10 Febbraio 2015
17:08

Le vittorie più discusse della storia del Festival di Sanremo

Da Eros Ramazzotti, che vinse sul favorito Arbore nel 1986, a Valerio Scanu e al giallo sul call center che sarebbe costato la vittoria a Pupo, Emanuele Filiberto e Canonini nel 2010. Passando per la lotta tra Ron e Elio e le Storie Tese e i contestatissimi primi posti dei Jalisse e di Annalisa Minetti, ecco tutte le vittorie più “sospette” della storia recente del festival.
A cura di Valeria Morini

Non c'è Festival di Sanremo senza polemiche. Anzi, i pettegolezzi, le controversie, le classiche battute in stile "tanto è deciso chi vincerà" sono parte integrante della kermesse musicale di cui sta per partire la 65esima edizione. Ci sono state però edizioni che hanno visto vittorie particolarmente "sospette", che hanno lasciato trapelare voci di trucchi e manipolazioni.

Negli ultimi trent'anni non sono stati pochi i casi di vincitori inattesi e discussi. Basti pensare al lontano 1986 (la celebre edizione del finto pancione di Loredana Bertè e degli screzi di questa con Donatella Rettore), quando vinse Eros Ramazzotti con "Adesso tu" superando misteriosamente il più quotato Renzo Arbore, arrivato secondo con "Il clarinetto". Nel 1994, Ornella Vanoni fu estromessa dal festival e denunciò pubblicamente: "È tutto combinato".

Due anni dopo, si registrò il celebre caso di Ron, che vinse in coppia con Tosca sulle note di "Vorrei incontrarti tra cent'anni", battendo di soli 591 voti i favoriti Elio e le Storie Tese, presenti all'Ariston con il loro celebre brano  "La terra dei cachi". Striscia la Notizia divulgò il nome del vincitore prima del verdetto finale, mostrando la scritta "Rosa Fumetto, Lino Banfi, Vince Tempera": leggendo solo i nomi dei tre personaggi, si legge "Rosalino vince". Eppure, i più amati dal pubblico sembravano proprio essere gli Elii, che ironizzarono con il loro consueto humour dichiarando: "È tutta una pastetta, ci avevano promesso il quarto posto e invece siamo arrivati secondi". Il programma di Antonio Ricci, peraltro, rivelò in anticipo anche la vittoria di Giorgia nel 1995 e, addirittura, i primi tre classificati nel 1990 (Pooh, Toto Cutugno e Minghi-Mietta).

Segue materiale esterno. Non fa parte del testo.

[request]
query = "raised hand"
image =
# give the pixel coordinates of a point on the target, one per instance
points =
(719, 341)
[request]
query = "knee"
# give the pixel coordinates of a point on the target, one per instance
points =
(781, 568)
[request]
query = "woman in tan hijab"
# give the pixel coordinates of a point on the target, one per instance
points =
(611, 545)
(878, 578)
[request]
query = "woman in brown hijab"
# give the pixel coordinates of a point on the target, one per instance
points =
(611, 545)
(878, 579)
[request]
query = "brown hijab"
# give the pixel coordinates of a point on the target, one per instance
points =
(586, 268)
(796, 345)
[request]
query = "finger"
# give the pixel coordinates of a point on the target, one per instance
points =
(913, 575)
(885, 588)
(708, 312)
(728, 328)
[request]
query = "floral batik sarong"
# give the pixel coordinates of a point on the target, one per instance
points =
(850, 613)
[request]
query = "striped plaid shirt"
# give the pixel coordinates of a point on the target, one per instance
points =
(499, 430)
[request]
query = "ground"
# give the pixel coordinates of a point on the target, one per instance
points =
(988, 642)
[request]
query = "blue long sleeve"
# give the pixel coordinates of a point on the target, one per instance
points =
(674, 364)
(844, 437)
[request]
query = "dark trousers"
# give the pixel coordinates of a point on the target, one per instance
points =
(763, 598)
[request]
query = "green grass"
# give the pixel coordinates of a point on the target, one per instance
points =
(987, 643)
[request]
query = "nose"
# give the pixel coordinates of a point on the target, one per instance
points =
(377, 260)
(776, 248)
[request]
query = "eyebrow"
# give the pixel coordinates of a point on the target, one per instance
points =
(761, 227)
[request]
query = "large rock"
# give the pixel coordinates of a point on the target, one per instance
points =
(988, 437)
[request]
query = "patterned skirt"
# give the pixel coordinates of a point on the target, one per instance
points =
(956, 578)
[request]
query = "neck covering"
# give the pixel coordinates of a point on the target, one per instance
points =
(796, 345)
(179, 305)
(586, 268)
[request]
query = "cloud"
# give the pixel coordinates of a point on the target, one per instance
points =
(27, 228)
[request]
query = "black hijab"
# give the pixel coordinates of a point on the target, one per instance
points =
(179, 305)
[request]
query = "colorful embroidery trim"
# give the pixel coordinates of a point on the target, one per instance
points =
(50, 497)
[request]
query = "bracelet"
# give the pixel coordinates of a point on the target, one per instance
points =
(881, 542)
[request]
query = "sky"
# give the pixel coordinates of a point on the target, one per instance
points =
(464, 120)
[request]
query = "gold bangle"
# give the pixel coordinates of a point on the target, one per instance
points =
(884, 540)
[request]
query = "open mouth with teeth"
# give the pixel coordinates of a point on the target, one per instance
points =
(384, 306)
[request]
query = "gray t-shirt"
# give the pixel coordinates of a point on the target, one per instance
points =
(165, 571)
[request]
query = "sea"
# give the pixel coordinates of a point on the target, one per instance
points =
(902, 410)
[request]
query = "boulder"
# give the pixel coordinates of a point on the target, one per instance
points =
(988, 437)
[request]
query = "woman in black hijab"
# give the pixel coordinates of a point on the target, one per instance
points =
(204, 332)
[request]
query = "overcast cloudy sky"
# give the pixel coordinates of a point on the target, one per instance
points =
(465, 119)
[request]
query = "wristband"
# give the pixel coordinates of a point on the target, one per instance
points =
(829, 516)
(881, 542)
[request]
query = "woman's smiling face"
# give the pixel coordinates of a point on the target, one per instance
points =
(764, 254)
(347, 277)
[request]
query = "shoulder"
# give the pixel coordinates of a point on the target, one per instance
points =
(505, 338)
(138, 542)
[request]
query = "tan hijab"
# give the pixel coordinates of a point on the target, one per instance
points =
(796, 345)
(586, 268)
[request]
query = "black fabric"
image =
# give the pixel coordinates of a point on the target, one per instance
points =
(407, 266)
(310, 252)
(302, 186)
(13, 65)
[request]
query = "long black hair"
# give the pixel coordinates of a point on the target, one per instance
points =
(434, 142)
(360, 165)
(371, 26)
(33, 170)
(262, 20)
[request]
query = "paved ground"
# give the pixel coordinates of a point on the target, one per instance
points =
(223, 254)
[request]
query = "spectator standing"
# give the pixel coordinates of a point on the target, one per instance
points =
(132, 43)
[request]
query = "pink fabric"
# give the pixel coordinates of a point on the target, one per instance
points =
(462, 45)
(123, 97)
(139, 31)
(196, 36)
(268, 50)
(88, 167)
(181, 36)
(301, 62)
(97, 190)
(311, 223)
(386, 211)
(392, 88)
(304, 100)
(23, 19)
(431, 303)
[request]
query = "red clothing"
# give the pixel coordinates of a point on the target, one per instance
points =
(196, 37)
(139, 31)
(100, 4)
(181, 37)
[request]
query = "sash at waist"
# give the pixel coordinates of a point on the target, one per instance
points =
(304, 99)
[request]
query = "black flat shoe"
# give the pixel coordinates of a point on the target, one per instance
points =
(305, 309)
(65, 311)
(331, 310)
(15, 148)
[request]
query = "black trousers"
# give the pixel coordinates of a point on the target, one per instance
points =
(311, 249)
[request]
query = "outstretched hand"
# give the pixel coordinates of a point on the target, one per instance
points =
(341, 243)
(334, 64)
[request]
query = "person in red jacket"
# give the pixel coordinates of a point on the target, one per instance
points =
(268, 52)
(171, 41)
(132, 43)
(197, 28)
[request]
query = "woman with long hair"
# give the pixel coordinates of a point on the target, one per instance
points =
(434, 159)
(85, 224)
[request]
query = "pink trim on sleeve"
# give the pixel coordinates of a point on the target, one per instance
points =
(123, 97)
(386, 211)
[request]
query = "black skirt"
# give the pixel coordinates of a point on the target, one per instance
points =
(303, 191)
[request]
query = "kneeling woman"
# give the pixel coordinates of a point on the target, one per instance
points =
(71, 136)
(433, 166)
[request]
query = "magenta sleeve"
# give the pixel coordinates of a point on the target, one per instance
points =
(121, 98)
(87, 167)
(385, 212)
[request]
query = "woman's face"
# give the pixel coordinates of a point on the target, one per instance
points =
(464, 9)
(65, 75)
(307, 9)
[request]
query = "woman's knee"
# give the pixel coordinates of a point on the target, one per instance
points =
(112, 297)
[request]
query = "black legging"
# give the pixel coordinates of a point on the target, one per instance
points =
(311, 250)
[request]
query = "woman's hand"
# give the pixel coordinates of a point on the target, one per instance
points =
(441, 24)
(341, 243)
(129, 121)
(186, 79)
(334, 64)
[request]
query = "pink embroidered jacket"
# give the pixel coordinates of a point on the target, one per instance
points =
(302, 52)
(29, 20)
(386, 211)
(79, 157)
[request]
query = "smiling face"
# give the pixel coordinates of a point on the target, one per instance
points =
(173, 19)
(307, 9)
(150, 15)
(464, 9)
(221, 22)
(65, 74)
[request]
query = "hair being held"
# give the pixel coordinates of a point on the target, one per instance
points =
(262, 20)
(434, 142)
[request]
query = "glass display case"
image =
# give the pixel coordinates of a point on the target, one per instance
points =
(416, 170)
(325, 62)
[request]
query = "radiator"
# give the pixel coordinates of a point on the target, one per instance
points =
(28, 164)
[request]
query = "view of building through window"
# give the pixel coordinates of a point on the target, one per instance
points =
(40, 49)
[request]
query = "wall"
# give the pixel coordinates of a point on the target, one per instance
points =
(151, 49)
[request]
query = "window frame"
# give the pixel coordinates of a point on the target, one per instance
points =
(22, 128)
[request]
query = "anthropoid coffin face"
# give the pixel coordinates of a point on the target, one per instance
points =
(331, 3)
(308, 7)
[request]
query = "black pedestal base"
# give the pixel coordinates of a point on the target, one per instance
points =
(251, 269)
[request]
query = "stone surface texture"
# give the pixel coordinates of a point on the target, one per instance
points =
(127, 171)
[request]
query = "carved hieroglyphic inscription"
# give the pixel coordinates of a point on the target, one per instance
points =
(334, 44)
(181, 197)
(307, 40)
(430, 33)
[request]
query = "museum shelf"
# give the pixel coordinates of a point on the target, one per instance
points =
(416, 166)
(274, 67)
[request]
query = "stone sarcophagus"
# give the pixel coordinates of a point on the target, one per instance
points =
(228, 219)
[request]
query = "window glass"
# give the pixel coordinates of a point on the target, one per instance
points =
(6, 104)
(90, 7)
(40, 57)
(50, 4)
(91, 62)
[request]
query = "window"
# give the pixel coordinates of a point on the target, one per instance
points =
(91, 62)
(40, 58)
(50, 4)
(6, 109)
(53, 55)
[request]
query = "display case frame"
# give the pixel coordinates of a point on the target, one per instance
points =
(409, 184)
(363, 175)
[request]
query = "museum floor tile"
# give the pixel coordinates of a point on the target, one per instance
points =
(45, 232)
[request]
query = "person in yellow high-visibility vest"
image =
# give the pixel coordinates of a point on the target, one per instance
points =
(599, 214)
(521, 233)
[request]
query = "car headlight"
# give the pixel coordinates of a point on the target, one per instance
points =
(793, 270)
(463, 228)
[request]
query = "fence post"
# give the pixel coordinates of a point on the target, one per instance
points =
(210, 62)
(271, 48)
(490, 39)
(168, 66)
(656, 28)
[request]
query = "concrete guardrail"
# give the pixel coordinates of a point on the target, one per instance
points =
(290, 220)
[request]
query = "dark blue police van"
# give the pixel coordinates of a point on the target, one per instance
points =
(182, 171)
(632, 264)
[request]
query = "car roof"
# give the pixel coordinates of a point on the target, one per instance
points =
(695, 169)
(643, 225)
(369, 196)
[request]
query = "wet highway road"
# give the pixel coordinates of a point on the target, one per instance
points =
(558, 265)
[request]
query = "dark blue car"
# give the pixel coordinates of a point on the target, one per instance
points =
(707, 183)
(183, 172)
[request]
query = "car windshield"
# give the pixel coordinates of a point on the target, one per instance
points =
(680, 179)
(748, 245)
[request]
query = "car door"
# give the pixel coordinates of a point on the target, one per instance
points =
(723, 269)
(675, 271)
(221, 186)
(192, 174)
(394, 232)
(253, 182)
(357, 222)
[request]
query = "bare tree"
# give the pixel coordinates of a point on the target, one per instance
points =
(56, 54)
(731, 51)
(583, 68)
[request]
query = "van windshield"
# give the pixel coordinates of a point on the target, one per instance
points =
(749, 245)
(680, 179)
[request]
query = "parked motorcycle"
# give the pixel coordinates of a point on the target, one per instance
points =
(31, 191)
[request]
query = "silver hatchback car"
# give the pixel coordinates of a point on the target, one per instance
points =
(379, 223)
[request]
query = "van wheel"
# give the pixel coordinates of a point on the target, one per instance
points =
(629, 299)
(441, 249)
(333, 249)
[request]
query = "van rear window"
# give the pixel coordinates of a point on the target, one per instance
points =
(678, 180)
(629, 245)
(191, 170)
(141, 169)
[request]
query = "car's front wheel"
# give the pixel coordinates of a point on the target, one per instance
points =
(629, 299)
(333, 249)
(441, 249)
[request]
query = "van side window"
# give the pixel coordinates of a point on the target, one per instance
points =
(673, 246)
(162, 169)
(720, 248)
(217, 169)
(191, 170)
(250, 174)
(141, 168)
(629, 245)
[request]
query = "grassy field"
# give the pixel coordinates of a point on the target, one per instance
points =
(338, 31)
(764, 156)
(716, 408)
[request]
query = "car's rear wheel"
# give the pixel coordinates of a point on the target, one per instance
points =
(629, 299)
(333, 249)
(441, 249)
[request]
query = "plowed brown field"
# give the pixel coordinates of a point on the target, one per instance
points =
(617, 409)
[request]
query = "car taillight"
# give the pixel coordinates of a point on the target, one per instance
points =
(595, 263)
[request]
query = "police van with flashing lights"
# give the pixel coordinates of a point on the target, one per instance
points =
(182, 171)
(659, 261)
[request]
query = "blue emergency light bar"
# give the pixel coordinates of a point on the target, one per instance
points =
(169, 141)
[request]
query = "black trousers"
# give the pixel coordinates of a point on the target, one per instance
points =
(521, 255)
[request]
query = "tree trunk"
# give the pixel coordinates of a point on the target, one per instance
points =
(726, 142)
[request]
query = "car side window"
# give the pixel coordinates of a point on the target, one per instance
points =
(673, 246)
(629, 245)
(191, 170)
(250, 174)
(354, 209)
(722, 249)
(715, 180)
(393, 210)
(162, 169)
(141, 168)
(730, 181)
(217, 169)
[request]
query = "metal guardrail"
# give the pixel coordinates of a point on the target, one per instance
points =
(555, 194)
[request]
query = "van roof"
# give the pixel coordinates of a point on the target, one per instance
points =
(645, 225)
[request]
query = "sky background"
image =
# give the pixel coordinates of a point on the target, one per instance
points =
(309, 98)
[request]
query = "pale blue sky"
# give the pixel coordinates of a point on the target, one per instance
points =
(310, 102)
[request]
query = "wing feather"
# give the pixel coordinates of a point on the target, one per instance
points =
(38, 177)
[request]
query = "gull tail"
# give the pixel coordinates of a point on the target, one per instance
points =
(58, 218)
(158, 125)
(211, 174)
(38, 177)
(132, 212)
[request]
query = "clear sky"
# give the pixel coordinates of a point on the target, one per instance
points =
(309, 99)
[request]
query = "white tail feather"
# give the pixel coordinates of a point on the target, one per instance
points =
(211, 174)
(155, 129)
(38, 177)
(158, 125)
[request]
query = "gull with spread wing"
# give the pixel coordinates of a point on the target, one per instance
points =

Contestatissima fu la vittoria dei Jalisse con "Fiumi di parole" nel 1997: il brano non fu molto amato dai media, che lo accusarono di essere troppo simile a  "Listen to Your Heart" dei Roxette. Il duo è celebre per essere stato una vera e propria meteora nel panorama musicale italiano. Sollevò molte polemiche, l'anno dopo, il primo posto di Annalisa Minetti, vincitrice, nella medesima edizione, sia della categoria Nuove proposte che di quella Big con la canzone "Senza te o con te".

Nel 2001, suscitò polemica la vittoria di Elisa, con "Luce (Tramonti a Nord-Est)", votata dalla giuria di qualità a scapito di Giorgia, che con "Di sole e d'azzurro" aveva convinto il pubblico. In tempi più recenti, è passato alla storia il caso del trio formato da Pupo, Emanuele Filiberto e il tenore Luca Canonici, arrivati secondi con "Italia Amore Mio" nel 2010 e contestati dall'orchestra ma molto votati dal pubblico. Pare infatti che Pupo avesse affittato per l'occasione un call center, affinché il loro brano fosse votato a getto continuo e ottenesse così il primo posto. Ma la Rai, scoperto il presunto trucco, avrebbe bloccato tutto. Risultato: quell'anno vinse Valerio Scanu, uscito dalla potentissima scuderia di Maria De Filippi, con "Per tutte le volte che… ".